Cara baru dalam meningkatkan valuasi perusahaan menuntut pendekatan yang lebih strategis. Optimalisasi portofolio aset, peningkatan produktivitas, efisiensi operasional, serta pemanfaatan data dan teknologi menjadi faktor penentu dalam menciptakan nilai tambah yang berkelanjutan.
Transformasi digital menjadi salah satu pengungkit utama kenaikan valuasi. Perusahaan yang mampu menunjukkan efisiensi, transparansi, dan skalabilitas bisnis melalui teknologi akan dinilai lebih menarik oleh investor maupun pasar.
Bagi perusahaan yang ingin naik kelas menuju go public, valuasi tidak hanya soal angka, tetapi juga soal kesiapan struktur bisnis.
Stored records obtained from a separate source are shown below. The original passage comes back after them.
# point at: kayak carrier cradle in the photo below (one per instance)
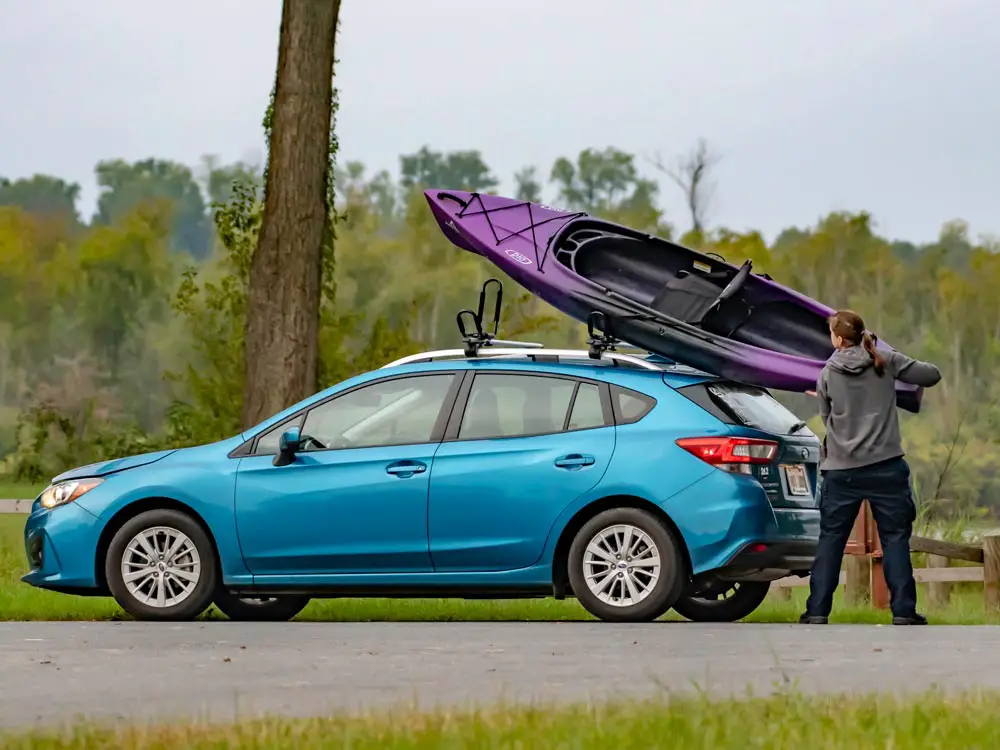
(478, 337)
(600, 345)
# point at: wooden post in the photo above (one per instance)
(938, 593)
(991, 572)
(857, 584)
(880, 592)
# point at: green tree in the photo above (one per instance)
(607, 184)
(42, 195)
(527, 187)
(124, 186)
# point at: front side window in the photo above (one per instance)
(267, 444)
(391, 412)
(503, 405)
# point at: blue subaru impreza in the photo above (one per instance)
(634, 484)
Kepatuhan regulasi, tata kelola perusahaan yang baik, konsistensi kinerja, serta narasi bisnis yang jelas menjadi elemen penting dalam membangun kepercayaan pasar.
Reputasi perusahaan juga menjadi aset tak berwujud yang sangat bernilai. Konsistensi kinerja, manajemen risiko yang baik, serta kredibilitas manajemen berpengaruh langsung terhadap persepsi valuasi, terutama dalam jangka panjang.
Di sisi lain, BUMN menghadapi tantangan baru memasuki era efisiensi. Tekanan untuk meningkatkan kinerja tanpa ekspansi agresif mendorong BUMN untuk lebih fokus pada optimalisasi aset dan efisiensi internal.
Pemanfaatan Artificial Intelligence (AI) menjadi salah satu strategi kunci bagi BUMN dalam menghadapi masa efisiensi. AI membantu dalam pengambilan keputusan, pengelolaan aset, prediksi kinerja, hingga pengendalian biaya secara lebih akurat dan terukur.
Dengan pendekatan valuasi yang lebih adaptif, perusahaan—baik swasta maupun BUMN—dapat membangun nilai yang lebih kuat dan berkelanjutan. Valuasi aset ke depan bukan hanya tentang apa yang dimiliki, tetapi tentang bagaimana aset tersebut dikelola, dikembangkan, dan diproyeksikan di masa depan.